During the first step, the relative mtDNA copy number and HGB copy number were determined for each sample from standard curves. We then determined the ratio of mtDNA to HGB copy number, which was proportional to the mtDNA copy number in each cell. Each PCR in a total volume of 14 μl contained 1× SYBR Green Mastermix (Applied Biosystems; Foster City, CA), 215nM ND1-F (or HGB-1) primer, 215nM ND1-R (or HGB-2) primer and 5ng of genomic DNA. The thermal cycling conditions for the mtDNA ND1 gene amplification were 95°C for 10 min, followed by 40 cycles of 15 s at 95°C and 1min at 60°C. The thermal cycling conditions for the HGB amplification were 95°C for 10 min, followed by 40 cycles of 15 s at 95°C and 1min at 56°C. All samples were assayed in duplicates in a 384 well plate with an Applied Biosystems 7900 Sequence Detection System. The PCRs for mtDNA and HGB were always performed on separate 384 well plates with the same samples in the same well positions to avoid possible position effect. A standard curve of a diluted reference DNA, one negative control and one calibrator DNA were included in each run. Each plate contained randomly selected samples to have equal representation of cases and controls. The ratio for each sample was normalized to a calibrator DNA to standardize different runs. The calibrator DNA was a genomic DNA sample from a healthy control subject that was used to compare the results from different independent assays. For each standard curve, one reference DNA sample was serially diluted 1:2 to produce a seven-point standard curve between 0.3125 and 20ng of DNA. The R 2 for each standard curve was 0.99 or greater. Standard deviations for the cycle of threshold values were accepted at 0.25 or less. Otherwise, the sample was repeated. To assess intra-assay variation, we assayed nine blood DNA samples from healthy control subjects three times on the same days. To evaluate interassay variation, we evaluated the same blood DNA samples from nine control subjects on different days. The average intra-assay and interassay coefficient of variance was 4.5 and 5.5%, respectively (8). All laboratory personnel performing the experiments described above were blinded to the case–control status of all DNA samples.

Statistical analysis

Statistical analysis was performed using STATA 10.0 software (Stata, College Station, TX). Differences in host characteristics between patients and control subjects were assessed via the chi-square test for categorical variables and Student’s t-test for continuous variables. Multiple logistic regression modeling was used to estimate odds ratios (ORs) and 95% confidence intervals (CIs) for EAC risk. Potential confounders, including age, sex and smoking, were adjusted in the model. The mtDNA copy number was categorized in two and four groups, using the median and quartiles among control subjects as cutoff points.

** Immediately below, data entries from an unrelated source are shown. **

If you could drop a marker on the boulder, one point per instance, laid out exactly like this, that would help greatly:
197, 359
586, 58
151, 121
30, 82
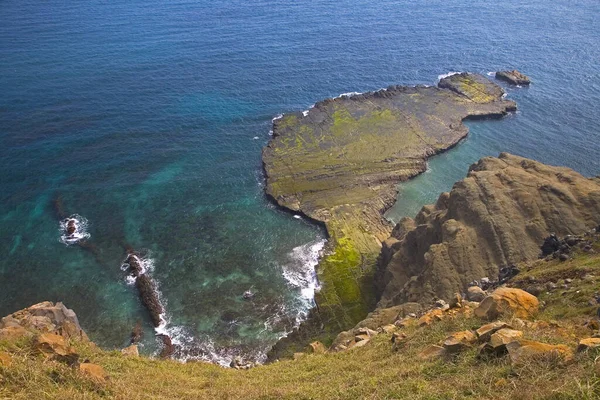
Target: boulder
93, 371
514, 77
360, 343
459, 341
131, 351
587, 344
45, 317
391, 328
430, 317
475, 293
433, 352
455, 301
13, 333
504, 336
316, 348
486, 331
50, 344
522, 350
5, 359
361, 337
497, 216
504, 300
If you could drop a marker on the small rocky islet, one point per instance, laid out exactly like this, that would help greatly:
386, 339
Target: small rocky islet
513, 77
339, 163
501, 272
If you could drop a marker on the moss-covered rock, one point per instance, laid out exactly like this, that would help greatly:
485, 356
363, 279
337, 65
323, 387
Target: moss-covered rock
339, 163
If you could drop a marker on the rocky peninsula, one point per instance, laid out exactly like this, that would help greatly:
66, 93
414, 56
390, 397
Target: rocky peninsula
339, 163
496, 217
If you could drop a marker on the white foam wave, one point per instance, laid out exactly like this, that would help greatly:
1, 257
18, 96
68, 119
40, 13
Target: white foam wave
146, 264
300, 273
440, 77
81, 225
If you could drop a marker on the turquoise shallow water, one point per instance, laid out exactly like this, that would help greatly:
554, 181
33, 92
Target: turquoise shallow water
148, 118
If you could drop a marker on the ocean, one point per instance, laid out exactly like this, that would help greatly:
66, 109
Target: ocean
146, 121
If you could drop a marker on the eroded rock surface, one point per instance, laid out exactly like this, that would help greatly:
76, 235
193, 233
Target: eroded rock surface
498, 216
45, 317
514, 77
340, 162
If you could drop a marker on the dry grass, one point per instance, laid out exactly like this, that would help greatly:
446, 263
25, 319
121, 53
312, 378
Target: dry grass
374, 371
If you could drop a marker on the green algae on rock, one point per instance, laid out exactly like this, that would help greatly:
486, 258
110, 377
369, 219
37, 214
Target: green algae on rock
340, 162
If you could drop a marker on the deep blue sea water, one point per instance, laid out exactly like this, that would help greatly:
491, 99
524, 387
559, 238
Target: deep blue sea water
147, 118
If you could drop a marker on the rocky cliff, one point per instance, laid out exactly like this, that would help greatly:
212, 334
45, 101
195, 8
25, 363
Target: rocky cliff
499, 215
339, 163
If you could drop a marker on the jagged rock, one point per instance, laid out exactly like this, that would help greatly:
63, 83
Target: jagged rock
499, 215
391, 328
316, 348
93, 371
51, 345
534, 290
365, 331
398, 337
508, 300
131, 351
433, 352
430, 317
137, 333
359, 338
455, 301
360, 343
14, 332
486, 331
504, 336
459, 341
168, 348
378, 318
587, 344
475, 293
522, 350
148, 294
507, 273
44, 317
345, 172
441, 304
5, 359
514, 77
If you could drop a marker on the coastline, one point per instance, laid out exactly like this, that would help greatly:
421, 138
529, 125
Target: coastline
355, 224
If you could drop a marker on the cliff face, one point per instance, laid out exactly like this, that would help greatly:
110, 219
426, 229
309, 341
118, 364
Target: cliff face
499, 215
339, 163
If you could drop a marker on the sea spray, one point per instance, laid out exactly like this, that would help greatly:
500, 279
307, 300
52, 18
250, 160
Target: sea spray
300, 274
73, 229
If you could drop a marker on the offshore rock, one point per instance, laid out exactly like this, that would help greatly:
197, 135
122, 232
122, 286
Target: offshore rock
499, 215
339, 164
514, 77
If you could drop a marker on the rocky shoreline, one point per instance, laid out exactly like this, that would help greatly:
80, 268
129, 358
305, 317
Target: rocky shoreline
339, 164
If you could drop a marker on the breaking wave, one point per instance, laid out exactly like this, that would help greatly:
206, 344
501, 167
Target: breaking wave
300, 274
73, 229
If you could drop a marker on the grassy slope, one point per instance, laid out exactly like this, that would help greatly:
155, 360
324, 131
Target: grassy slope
372, 372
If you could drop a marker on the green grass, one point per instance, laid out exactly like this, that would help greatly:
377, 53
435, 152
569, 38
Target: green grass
374, 371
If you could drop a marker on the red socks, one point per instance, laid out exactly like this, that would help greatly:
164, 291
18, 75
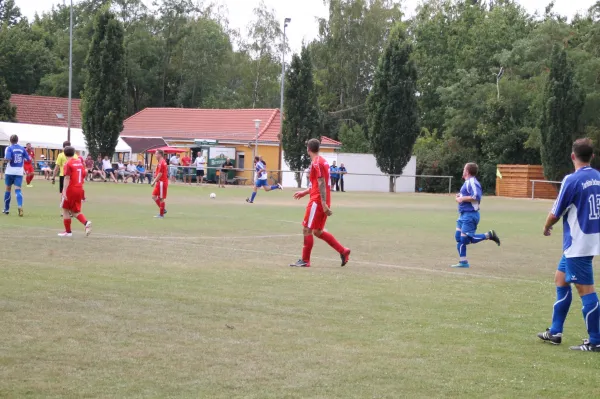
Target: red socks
307, 249
67, 223
82, 219
333, 243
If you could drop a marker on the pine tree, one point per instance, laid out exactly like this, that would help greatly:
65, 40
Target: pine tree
8, 112
559, 123
392, 106
104, 96
301, 111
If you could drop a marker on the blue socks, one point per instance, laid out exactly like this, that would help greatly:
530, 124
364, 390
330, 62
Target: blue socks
462, 248
476, 238
591, 316
19, 196
564, 297
6, 200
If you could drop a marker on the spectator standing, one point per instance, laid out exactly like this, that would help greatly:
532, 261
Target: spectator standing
335, 177
199, 162
108, 169
44, 167
89, 167
186, 161
141, 171
131, 171
225, 168
342, 171
174, 162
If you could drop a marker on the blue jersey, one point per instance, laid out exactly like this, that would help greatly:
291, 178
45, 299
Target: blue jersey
333, 171
578, 203
16, 157
261, 173
471, 188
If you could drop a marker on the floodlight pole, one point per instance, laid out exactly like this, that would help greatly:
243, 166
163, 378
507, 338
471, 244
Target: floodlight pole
70, 72
286, 21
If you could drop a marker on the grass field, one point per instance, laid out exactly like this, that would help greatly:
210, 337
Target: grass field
202, 304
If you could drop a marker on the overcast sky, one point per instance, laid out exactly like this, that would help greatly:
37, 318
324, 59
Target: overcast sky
305, 12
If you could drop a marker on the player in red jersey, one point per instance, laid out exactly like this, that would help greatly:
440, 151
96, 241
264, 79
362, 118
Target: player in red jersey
73, 193
160, 184
318, 209
28, 165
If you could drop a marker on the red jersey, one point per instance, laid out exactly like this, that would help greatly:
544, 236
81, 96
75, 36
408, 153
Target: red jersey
319, 169
31, 156
76, 172
162, 168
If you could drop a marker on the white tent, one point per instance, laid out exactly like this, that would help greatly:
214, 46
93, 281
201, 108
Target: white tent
50, 137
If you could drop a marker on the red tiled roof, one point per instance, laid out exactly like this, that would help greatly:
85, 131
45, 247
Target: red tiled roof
214, 124
40, 110
210, 124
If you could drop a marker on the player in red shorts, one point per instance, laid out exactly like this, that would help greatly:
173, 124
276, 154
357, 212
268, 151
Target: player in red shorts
73, 193
160, 184
28, 165
318, 210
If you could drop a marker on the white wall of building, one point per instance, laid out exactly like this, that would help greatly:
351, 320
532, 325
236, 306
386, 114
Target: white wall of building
364, 164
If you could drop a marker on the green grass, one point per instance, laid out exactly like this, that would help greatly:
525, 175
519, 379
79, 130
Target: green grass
203, 304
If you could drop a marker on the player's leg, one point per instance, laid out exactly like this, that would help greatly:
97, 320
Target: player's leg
580, 272
307, 232
318, 227
66, 219
561, 307
257, 185
18, 181
462, 240
8, 179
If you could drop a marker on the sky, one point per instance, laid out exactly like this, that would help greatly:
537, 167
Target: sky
304, 13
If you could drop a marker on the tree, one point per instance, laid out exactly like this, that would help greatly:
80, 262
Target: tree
8, 112
562, 105
392, 106
301, 121
104, 96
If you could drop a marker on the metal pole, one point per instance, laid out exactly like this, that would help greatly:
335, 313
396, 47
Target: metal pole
280, 149
70, 72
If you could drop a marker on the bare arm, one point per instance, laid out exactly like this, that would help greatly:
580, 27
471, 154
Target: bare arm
323, 192
551, 220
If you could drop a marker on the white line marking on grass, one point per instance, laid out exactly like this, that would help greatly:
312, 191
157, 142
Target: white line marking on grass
368, 263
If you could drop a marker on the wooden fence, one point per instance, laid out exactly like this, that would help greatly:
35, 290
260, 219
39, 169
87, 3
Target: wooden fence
516, 182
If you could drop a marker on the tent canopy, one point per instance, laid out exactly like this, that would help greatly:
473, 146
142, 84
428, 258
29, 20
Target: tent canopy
50, 137
168, 150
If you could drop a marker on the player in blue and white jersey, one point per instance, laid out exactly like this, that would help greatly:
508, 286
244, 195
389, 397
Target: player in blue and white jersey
468, 200
16, 156
261, 180
578, 203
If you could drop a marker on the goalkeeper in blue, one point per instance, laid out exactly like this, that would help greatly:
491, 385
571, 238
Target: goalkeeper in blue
468, 200
13, 176
578, 204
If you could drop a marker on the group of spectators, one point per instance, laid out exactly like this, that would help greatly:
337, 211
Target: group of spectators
104, 169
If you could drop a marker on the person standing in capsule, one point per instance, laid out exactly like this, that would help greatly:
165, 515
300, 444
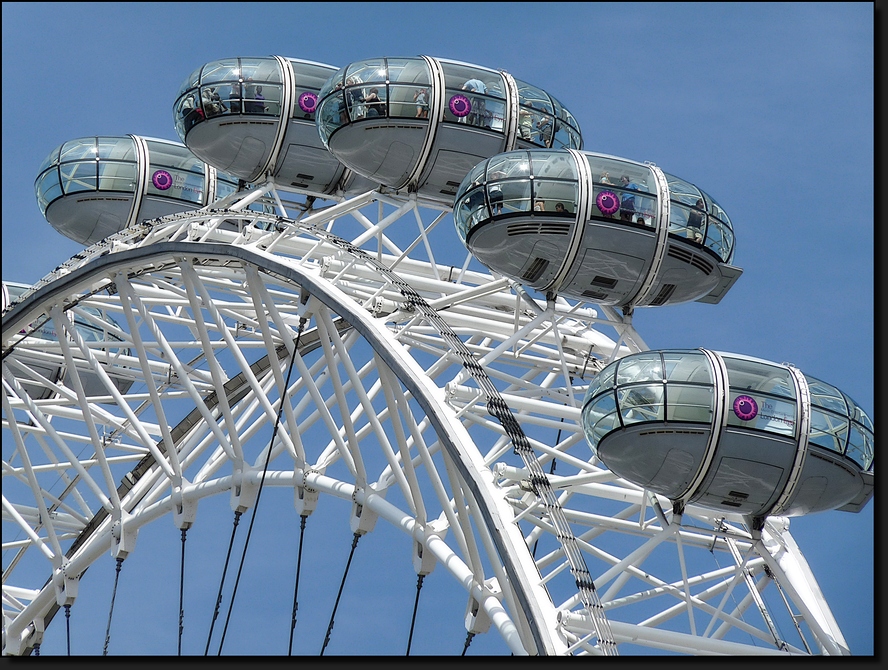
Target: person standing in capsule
476, 114
627, 202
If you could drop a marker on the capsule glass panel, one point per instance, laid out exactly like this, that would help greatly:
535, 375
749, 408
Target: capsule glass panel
630, 419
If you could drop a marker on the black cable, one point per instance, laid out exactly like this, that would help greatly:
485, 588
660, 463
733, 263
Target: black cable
302, 519
111, 610
468, 642
336, 604
551, 472
415, 606
277, 424
237, 515
181, 593
68, 626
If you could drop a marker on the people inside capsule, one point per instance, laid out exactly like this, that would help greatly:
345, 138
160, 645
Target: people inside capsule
369, 117
766, 439
254, 118
603, 243
92, 187
92, 324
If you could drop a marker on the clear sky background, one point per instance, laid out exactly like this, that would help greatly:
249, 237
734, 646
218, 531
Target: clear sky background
769, 107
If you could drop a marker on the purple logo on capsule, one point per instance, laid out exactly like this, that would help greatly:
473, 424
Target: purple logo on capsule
308, 102
162, 180
460, 105
745, 408
607, 202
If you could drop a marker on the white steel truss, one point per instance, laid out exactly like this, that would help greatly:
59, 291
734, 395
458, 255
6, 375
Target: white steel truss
424, 389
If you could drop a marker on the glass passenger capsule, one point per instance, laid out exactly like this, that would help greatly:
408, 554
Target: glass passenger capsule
255, 117
93, 325
731, 433
419, 124
92, 187
594, 227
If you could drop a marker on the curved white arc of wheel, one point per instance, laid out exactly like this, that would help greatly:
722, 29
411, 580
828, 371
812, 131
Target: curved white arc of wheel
452, 434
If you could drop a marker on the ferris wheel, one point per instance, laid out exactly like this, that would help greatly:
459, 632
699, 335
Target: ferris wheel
315, 333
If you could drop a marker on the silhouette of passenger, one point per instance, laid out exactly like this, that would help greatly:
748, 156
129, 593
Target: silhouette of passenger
695, 221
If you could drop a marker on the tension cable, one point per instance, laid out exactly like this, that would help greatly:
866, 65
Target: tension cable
277, 424
181, 592
415, 606
336, 604
302, 519
111, 610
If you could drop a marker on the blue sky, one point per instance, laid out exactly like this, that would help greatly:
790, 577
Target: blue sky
769, 107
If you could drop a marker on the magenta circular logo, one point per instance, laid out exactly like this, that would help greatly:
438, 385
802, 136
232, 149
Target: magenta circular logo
745, 408
607, 202
308, 102
460, 105
162, 180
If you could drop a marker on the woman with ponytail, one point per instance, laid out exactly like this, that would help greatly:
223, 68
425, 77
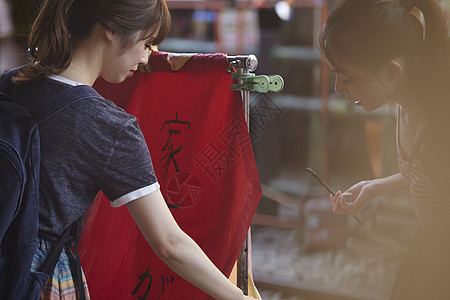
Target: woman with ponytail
93, 145
397, 50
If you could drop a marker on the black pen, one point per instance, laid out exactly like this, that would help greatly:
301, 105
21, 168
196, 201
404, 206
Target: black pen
310, 171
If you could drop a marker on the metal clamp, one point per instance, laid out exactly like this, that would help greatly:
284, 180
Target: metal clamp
257, 83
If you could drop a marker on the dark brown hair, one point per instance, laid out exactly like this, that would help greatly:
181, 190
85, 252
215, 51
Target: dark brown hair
371, 32
62, 24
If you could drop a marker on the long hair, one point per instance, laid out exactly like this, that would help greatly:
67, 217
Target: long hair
371, 32
62, 24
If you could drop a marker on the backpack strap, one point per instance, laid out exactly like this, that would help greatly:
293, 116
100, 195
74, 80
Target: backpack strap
62, 100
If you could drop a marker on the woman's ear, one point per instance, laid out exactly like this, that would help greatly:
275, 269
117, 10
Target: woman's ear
393, 69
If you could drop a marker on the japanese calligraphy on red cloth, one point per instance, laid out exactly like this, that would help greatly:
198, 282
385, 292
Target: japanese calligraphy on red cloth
201, 151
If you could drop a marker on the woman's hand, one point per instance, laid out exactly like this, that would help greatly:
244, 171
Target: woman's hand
353, 200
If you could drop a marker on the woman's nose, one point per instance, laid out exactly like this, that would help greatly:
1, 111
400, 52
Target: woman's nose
144, 58
338, 86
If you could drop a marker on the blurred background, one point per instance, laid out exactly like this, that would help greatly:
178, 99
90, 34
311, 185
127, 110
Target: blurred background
300, 250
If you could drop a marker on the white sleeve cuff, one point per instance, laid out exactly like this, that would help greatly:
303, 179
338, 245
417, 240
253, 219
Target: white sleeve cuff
135, 195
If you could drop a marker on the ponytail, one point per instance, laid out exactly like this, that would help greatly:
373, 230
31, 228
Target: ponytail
371, 32
49, 41
62, 25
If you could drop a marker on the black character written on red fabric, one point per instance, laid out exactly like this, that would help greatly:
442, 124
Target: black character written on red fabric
142, 278
165, 281
173, 129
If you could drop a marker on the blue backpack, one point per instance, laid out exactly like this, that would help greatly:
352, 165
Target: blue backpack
19, 190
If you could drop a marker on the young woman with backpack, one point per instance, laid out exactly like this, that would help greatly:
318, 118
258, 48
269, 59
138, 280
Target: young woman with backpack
93, 145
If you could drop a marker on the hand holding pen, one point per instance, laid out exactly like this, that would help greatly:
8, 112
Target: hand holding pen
338, 194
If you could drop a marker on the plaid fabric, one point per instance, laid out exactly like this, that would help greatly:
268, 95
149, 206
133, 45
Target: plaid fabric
60, 284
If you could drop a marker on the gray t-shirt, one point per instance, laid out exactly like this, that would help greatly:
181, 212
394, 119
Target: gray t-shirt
90, 146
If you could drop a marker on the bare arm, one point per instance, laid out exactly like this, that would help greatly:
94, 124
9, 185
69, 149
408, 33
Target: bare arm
177, 249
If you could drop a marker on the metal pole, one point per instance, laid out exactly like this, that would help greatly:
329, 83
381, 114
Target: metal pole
246, 64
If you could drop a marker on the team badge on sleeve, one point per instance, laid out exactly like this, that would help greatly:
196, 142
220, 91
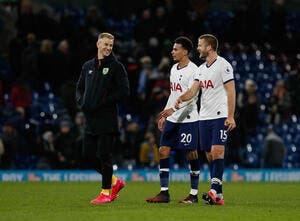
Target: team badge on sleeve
227, 70
105, 71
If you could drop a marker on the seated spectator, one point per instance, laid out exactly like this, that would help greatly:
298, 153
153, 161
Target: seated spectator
279, 104
1, 150
10, 140
274, 150
149, 155
248, 102
49, 157
65, 143
21, 97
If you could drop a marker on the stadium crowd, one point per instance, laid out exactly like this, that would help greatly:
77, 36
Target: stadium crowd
44, 47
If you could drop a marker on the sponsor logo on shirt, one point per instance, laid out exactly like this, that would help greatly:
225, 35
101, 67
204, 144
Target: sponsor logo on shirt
206, 84
175, 86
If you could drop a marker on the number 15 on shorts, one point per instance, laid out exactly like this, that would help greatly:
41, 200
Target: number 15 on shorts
223, 135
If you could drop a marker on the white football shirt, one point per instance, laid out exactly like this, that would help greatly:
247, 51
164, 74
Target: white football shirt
181, 79
212, 78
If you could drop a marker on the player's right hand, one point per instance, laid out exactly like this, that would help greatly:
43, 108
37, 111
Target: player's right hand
161, 123
177, 103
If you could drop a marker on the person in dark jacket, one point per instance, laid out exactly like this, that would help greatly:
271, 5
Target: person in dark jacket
103, 84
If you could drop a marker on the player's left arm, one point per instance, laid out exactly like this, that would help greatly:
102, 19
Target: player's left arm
230, 90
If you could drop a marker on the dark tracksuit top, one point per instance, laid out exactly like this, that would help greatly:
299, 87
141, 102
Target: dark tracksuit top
99, 90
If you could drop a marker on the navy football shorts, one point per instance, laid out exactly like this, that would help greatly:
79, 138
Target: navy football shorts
180, 136
212, 132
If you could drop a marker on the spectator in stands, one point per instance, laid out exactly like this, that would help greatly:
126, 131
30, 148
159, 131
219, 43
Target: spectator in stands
279, 104
274, 150
20, 97
248, 103
10, 141
79, 133
1, 149
63, 62
65, 143
49, 156
149, 155
30, 58
132, 140
2, 101
46, 63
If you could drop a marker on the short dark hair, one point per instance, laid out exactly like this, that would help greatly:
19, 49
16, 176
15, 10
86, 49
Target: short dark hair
186, 43
210, 40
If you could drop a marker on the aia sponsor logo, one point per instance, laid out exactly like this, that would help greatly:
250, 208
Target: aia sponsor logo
175, 86
206, 84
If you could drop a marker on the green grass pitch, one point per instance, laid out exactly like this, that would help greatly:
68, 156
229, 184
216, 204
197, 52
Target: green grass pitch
70, 201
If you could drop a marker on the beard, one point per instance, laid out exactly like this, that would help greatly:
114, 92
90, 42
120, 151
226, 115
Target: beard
203, 54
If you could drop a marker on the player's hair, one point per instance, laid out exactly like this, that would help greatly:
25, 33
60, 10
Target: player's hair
186, 43
210, 40
106, 35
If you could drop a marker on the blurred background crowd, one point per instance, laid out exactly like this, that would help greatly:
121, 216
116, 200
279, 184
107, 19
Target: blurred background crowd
43, 47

Never smokers were defined as those who had smoked fewer than 100 cigarettes during their lifetimes. Former smokers were defined as those who had smoked >100 cigarettes but had quit >1 year prior to diagnosis (patients) or interview (control subjects). Current smokers were defined as those who were currently smoking or had stopped smoking <1 year prior to diagnosis (patients) or interview (control subjects). Ever smokers included both former and current smokers.

Results

A total of 218 pairs of patients and controls were included in the analysis. The patients and controls were similar in distributions with regard to age, sex and race/ethnicity, as they were frequency matched on these variables. The proportion of ever smokers was significantly lower in controls than in patients; however, there were no statistically significant differences between the cases and controls in terms of pack-years of smoking. The relative mean mtDNA copy number was significantly lower in patients (1.16 ± 0.30) than in controls (1.27 ± 0.43). The median values among cases and controls were 1.13 (range = 0.35–2.27) and 1.22 (range = 0.46–4.24), respectively (Table I).

Table I.

Distribution of selected host characteristics

Variables Cases (n = 218) Controls (n = 218) P
Age, mean (SD) 62.05 (10.32) 60.94 (10.44) 0.265
Sex, n (%)
 Male    173 (79.36)    173 (79.36)
 Female     45 (20.64)     45 (20.64) 1.00
Race, n (%)
 White    194 (88.99)    194 (88.99)
 Hispanic     14 (6.42)     14 (6.42)
 Black       7 (3.21)       7 (3.21)
 Other       3 (1.38)       3 (1.38) 1.00
Smoking, n (%)
 Never     68 (31.19)     96 (44.04)
 Former     96 (44.04)     84 (38.53)
 Current     54 (24.77)     38 (17.43) 0.015
 Ever   150 (68.81)   122 (55.96) 0.006
Pack-year of smokinga (SD) 55.84 (68.01) 59.38 (69.93) 0.673
MtDNA copy number
 Mean (SD)   1.16 (0.30)   1.27 (0.43) 0.002
 Median (range)   1.13 (035–2.27)   1.22 (0.46–4.24) 0.003

aPack-year of smoking was assessed for ever smokers only.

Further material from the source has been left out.